Die beiden, meine lang verloren geglaubten Cousins, hielten jeweils einen Arm hin zur Frau, die uns unterbrochen hatte, und winkten sie näher heran.
"Star, wir haben dir Ella nicht vorstellen können, bevor wir gegangen sind." Bailey lächelte, während er von dem Mädchen zu mir und dann wieder zurück blickte.
"Starry, das ist unsere kleine Schwester, Ella. Sie war zu jung, um dich zu treffen, als du noch jünger warst, aber wir haben sie mitgenommen, als wir fortzogen."
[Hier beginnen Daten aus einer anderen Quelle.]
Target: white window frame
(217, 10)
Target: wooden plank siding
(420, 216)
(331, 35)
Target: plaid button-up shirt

"Sie wusste die ganze Zeit von dir und wollte dir genauso sehr helfen, wie wir es wollten." Meine Cousins sagten mir, dass dies ihre Schwester war, von der sie mir vor Jahren erzählt hatten. Ich hatte schon immer den Wunsch, sie kennenzulernen, aber damals hatten sie nicht viel über sie verraten.
"Hallo, Star." Sie lächelte mich sanft an. "Ich bin Ella, und ich freue mich sehr, dich kennenzulernen."
"Hallo, Ella." Ich lächelte. Noch ein Familienmitglied, das mich wahrscheinlich gut behandeln würde. Es sah so aus, als würde dies einer der besten Tage meines Lebens werden. Ich war so glücklich und überglücklich.